Open MPI logo

Open MPI User's Mailing List Archives

  |   Home   |   Support   |   FAQ   |   all Open MPI User's mailing list

Subject: Re: [OMPI users] Displaying Selected MCA Modules
From: Joshua Bernstein (jbernstein_at_[hidden])
Date: 2008-06-23 14:52:59


Wow,

        Seems like I've fallen behind in replying. I'll try to be sure to make
sure I answer everbody's questions about what I am trying to accomplish.

Jeff Squyres wrote:
> On Jun 20, 2008, at 3:50 PM, Joshua Bernstein wrote:
>
>>> No, we don't have an easy way to show which plugins were loaded and
>>> may/will be used during the run. The modules you found below in
>>> --display-map are only a few of the plugins (all dealing with the
>>> run-time environment, and only used on the back-end nodes, so it may
>>> not be what you're looking for -- e.g., it doesn't show the plugins
>>> used by mpirun).
>>> What do you need to know?
>>
>> Well basically I want to know what MTA's are being used to startup a job.
>
> MTA?

Sorry, I should have said MCA....

>> I'm confused as to what the difference is between "used by mpirun"
>> versus user on the back-end nodes. Doesn't --display-map show which
>> MTA modules will used to start the backend processes?
>
> Yes. But OMPI's run-time design usually has mpirun load one plugin of a
> given type, and then have the MPI processes load another plugin of the
> same type. For example, for I/O forwarding - mpirun will load the "svc"
> plugin, while MPI processes will load the "proxy" plugin. In this case,
> mpirun is actually providing all the smarts for I/O forwarding, and all
> the MPI processes simply proxy requests up to mpirun. This is a common
> model throughout our run-time support, for example.

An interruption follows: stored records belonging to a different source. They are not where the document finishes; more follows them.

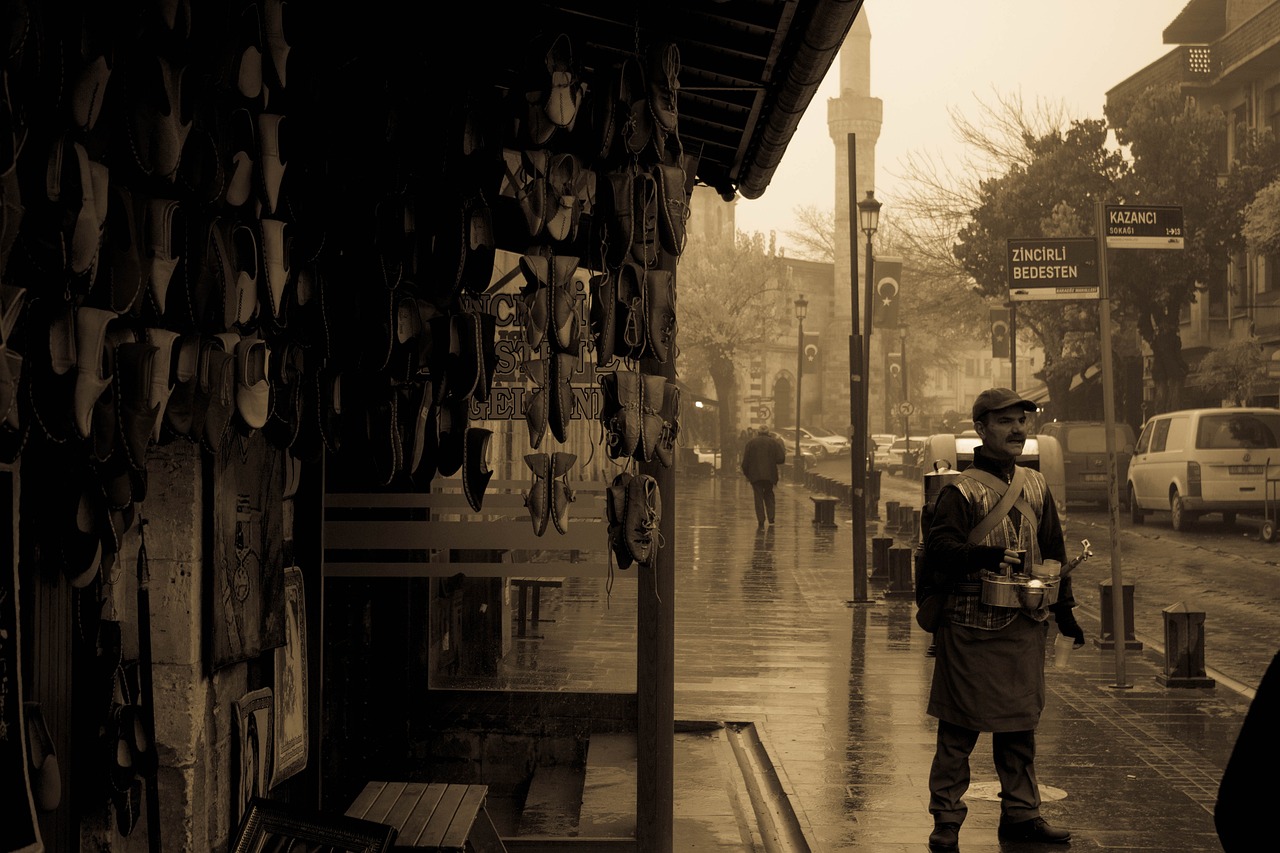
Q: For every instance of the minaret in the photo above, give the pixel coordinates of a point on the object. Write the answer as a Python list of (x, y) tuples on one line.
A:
[(854, 112)]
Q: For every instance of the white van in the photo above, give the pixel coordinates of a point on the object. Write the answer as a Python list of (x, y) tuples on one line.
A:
[(1203, 460)]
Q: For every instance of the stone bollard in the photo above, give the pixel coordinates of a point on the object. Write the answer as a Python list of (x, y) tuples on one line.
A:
[(1184, 648), (1106, 635), (880, 556), (901, 583)]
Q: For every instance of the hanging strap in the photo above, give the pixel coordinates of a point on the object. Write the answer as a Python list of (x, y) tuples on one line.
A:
[(1010, 497)]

Ah, okay. So then --display-map will show what modules the backend
processes are using, not MPIRUN itself.

>> The overarching issue is that I'm attempting to just begin testing my
>> build and when I attempt to startup a job, it just hangs:
>>
>> [ats_at_nt147 ~]$ mpirun --mca pls rsh -np 1 ./cpi
>> [nt147.penguincomputing.com:04640] [0,0,0] ORTE_ERROR_LOG: Not
>> available in file ras_bjs.c at line 247
>>
>> The same thing happens if I just disable the bjs RAS MTA, since bjs,
>> really isn't used with Scyld anymore:
>>
>> [ats_at_nt147 ~]$ mpirun --mca ras ^bjs --mca pls rsh -np 1 ./cpi
>> <hang>
>
> I know very, very little about the bproc support in OMPI -- I know that
> it evolved over time and is disappearing in v1.3 due to lack of
> interest. If you want it to stay, I think you've missed the v1.3 boat
> (we're in feature freeze for v1.3), but possibilities exist for future
> versions if you're willing to get involved in Open MPI.

Bummer! I would absolutely support, (along with Penguin) further
contributions and development of BProc support.

Note, though that BProc Scyld, and LANL BProc, have long ago forked. We
believe our BProc functionality has been developed beyond what was
running at LANL, (for example we have support for threads...). I
understand it it probably too late to add BProc in for 1.3, but perhaps
for subsequent releases, combined with contributions from Penguin, BProc
support could be resurrected in some capacity.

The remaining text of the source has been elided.